I think its a different kind of representation. "The Expanse" book series, for instance, also features this sort of "UN" representation of many people form many kinds of ethnic background, and this is really great! However, the experiences of these characters is divorced from those of many non-white people living in the U.S. (this will of course all vary by the country of the audience). There is also a matter of who is the main or POV character, and who are secondary characters.

Butler, however, offers a different kind of representation. For one, her main protagonists are black. And, at least in the parable books, she focuses on a near future where the experiences of the black protagonists would be more familiar to black readers. Third, these are black characters written by a black women, who can draw on her own experience to more effectively capture and communicate the experiences of black women.

Representation in sci-fi is tricky, because once you start getting too far away from the current time period, you start to lose out a lot of the cultural experiences that people can relate to. N.K. Jemisin's "The Broken Earth" series does a decent job of capturing the experiences of non-white people living in the U.S. in a deep and thoughtful way, while maintaining an abstract fantasy/sci-fi setting.

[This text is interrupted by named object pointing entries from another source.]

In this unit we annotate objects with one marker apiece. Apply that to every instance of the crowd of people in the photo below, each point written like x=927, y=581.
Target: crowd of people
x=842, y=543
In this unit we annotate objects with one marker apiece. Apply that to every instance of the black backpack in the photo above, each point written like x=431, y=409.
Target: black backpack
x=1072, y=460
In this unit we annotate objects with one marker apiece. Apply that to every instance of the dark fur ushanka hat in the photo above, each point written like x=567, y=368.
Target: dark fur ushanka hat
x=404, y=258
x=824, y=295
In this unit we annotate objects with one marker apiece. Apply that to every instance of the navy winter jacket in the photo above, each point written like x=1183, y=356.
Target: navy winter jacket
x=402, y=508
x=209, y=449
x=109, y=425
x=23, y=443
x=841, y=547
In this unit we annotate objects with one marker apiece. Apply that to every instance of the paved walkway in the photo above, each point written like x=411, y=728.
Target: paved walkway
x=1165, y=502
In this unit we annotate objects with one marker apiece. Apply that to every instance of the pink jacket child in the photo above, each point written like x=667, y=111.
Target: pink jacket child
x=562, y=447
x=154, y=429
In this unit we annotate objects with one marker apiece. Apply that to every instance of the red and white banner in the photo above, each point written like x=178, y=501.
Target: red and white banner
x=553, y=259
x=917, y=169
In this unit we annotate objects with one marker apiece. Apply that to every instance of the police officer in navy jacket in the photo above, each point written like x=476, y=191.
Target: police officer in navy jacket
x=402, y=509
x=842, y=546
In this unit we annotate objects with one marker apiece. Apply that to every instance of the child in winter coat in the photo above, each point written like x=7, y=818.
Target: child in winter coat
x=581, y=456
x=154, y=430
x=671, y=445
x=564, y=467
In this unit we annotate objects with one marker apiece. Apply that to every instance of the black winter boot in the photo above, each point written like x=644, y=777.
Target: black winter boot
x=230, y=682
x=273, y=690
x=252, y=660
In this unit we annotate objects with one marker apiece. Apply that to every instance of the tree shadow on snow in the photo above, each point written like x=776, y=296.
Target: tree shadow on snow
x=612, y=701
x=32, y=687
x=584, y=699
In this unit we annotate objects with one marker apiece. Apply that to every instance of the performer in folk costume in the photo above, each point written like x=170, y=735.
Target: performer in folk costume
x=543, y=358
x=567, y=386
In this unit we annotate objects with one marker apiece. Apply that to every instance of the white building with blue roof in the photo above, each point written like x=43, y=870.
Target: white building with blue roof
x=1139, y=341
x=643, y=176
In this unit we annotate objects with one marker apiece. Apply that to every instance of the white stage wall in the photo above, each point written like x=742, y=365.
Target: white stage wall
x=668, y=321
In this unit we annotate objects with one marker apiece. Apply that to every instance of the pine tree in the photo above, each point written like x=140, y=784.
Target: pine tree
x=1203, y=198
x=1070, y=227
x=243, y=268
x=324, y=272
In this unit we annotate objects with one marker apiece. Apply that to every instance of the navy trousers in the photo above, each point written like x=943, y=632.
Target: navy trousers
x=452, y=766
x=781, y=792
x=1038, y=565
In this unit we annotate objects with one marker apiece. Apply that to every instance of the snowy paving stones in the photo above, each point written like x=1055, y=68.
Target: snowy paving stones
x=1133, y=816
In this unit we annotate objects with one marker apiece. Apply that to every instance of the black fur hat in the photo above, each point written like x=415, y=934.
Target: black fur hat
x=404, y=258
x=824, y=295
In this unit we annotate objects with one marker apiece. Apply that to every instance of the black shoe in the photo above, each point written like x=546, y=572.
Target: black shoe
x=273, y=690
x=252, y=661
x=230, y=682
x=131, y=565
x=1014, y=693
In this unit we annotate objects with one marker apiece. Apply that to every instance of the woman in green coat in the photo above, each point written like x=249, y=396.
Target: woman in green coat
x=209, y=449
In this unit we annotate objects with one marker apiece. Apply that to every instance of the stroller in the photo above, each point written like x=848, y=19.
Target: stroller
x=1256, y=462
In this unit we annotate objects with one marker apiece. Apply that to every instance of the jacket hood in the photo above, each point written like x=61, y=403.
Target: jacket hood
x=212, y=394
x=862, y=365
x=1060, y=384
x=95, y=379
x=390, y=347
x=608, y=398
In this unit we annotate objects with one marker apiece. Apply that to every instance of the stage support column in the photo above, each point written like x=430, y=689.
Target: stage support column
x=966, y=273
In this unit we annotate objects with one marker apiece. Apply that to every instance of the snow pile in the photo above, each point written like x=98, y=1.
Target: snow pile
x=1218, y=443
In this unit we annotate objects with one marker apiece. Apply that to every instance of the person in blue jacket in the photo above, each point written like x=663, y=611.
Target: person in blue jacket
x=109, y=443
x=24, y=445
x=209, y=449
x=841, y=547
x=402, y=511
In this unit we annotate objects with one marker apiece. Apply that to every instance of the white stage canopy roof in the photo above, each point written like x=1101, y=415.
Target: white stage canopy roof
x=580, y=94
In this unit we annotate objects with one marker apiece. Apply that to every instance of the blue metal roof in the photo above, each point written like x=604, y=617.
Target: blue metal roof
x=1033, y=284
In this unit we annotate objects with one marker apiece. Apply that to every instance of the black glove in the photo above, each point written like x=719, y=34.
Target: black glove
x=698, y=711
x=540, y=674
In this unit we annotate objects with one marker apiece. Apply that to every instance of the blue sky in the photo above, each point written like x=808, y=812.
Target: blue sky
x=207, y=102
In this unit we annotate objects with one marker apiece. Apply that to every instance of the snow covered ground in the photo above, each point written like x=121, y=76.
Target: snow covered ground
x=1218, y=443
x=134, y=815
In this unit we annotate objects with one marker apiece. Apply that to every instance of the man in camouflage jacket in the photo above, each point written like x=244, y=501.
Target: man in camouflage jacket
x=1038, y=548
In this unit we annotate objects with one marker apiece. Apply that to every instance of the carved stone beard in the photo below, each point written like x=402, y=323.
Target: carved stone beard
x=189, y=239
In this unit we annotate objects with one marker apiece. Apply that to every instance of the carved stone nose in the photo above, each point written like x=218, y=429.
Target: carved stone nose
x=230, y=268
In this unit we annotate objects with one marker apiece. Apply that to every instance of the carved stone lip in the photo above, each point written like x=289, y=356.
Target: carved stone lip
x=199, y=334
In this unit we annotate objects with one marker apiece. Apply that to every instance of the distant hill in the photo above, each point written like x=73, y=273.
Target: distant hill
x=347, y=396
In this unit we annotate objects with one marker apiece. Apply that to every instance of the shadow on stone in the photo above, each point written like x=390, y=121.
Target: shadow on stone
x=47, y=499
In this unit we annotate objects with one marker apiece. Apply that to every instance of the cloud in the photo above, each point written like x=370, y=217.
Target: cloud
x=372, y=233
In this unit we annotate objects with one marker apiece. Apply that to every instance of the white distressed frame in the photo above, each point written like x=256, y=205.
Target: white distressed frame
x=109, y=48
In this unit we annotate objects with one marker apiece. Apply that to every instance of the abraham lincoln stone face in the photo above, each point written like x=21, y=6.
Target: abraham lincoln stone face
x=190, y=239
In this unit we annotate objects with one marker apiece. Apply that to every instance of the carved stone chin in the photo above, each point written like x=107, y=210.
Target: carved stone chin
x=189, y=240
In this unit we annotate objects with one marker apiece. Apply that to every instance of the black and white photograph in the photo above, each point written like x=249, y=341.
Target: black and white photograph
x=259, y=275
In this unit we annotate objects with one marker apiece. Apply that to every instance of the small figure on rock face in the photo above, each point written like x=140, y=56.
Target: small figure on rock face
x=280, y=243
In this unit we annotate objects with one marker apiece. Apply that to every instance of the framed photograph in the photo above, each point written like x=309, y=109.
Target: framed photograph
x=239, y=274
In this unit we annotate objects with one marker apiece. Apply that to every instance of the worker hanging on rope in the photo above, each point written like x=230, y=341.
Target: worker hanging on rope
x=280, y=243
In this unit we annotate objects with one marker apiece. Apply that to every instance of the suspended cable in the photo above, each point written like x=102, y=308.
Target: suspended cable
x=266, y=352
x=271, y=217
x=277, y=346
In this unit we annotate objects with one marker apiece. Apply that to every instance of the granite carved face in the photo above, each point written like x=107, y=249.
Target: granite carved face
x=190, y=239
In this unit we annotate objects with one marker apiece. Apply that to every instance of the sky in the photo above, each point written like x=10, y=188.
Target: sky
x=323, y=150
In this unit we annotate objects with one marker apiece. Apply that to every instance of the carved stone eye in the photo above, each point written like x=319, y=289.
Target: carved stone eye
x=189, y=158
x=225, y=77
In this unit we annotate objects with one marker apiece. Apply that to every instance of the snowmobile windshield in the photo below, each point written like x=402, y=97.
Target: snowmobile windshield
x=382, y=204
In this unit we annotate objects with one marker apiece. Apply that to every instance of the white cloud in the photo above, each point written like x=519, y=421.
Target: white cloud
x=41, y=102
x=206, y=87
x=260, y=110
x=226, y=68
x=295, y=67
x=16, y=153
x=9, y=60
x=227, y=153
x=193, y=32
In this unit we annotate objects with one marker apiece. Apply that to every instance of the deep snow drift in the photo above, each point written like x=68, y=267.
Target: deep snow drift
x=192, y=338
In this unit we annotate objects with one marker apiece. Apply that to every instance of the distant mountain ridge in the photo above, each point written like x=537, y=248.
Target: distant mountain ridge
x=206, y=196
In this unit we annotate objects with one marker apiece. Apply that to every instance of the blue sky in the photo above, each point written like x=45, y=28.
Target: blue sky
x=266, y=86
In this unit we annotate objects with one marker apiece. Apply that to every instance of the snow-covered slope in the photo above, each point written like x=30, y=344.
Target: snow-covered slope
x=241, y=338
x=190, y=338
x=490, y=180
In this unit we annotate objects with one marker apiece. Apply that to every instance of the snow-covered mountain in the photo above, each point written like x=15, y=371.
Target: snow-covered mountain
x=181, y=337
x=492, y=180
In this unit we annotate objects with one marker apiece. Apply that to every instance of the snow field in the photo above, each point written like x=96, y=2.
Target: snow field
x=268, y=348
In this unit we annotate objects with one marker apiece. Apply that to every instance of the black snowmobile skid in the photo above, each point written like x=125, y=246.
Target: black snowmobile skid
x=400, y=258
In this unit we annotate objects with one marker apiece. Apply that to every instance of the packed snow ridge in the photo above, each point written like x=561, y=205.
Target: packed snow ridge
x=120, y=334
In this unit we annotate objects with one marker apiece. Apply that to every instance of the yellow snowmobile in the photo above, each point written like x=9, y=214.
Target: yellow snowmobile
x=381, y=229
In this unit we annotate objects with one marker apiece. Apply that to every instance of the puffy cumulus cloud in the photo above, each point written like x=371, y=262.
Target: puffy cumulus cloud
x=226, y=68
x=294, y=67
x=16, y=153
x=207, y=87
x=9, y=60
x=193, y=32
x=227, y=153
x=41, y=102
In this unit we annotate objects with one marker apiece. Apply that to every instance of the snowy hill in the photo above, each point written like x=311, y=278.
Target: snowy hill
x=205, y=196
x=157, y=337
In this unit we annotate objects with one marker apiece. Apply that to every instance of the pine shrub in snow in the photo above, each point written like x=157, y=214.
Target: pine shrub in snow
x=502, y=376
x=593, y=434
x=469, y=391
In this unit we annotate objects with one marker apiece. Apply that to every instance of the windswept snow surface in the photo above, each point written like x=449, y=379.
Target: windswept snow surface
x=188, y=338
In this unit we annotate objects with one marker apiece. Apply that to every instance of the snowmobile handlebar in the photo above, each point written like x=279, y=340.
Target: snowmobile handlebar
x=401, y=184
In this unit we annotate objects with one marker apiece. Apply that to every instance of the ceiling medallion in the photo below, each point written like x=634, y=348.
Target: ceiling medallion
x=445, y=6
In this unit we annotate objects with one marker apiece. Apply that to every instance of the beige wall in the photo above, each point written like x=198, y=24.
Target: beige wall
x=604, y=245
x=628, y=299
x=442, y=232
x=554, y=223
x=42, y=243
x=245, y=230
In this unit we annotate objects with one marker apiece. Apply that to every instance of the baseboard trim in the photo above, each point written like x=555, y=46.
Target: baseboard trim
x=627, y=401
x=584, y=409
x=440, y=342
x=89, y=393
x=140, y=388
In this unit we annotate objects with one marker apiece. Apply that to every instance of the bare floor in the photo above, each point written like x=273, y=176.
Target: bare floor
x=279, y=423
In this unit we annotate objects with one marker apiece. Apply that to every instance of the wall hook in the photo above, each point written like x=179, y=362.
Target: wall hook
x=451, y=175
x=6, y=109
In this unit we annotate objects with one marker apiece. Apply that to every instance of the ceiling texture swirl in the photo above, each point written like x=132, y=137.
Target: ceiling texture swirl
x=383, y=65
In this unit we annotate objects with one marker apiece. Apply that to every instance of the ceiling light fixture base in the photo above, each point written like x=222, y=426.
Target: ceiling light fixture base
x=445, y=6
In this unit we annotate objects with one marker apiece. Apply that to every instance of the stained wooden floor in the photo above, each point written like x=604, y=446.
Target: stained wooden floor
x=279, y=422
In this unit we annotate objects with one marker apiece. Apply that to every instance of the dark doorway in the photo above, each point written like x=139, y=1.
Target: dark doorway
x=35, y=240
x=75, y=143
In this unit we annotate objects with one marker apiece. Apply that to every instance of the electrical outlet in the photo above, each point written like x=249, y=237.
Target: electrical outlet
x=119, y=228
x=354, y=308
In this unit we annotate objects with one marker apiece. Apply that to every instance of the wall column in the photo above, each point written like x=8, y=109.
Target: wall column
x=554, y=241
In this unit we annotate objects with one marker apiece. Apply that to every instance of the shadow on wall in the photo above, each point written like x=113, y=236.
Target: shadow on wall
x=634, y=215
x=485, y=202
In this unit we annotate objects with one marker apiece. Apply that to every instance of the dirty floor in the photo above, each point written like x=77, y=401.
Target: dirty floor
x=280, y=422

I'm ashamed to say I've never read any of Butler's novels, although I've been aware of her since I got into SF in my teens.


I too hadn’t read any of her stuff but I had not heard of her until just a few years ago. After reading the parables and kindred I am a bit dumbfounded I hadn’t heard of her before. Her genre is the stuff I have thrived on since I was a teen. I’m honestly a little pissed (maybe partly at myself) since the reason probably has a lot to do with her skin color and gender. Anyway I’d highly recommend the parables as a starting point. They seem especially prescient today and were a great read.


Am I the only one who finds her books terrible? She is just not a good writer compared to the sci-fi greats.


Wow, I completely disagree. What I've read of hers the writing has been great. Tight. No waste. But still very evocative.


Tastes vary, so you are probably not alone, but I for one enjoyed her books greatly.


So the article is just the title? Cool.


It's a lot longer than that, about 30 paragraphs. Tried scrolling down?


It seems to be behind a paywall or otherwise doesn't load completely.


The archive has it: https://archive.is/BBAsb


For uBlock Origin in medium mode (on Firefox), you need to allow all for harpers.org and netdna-ssl.com.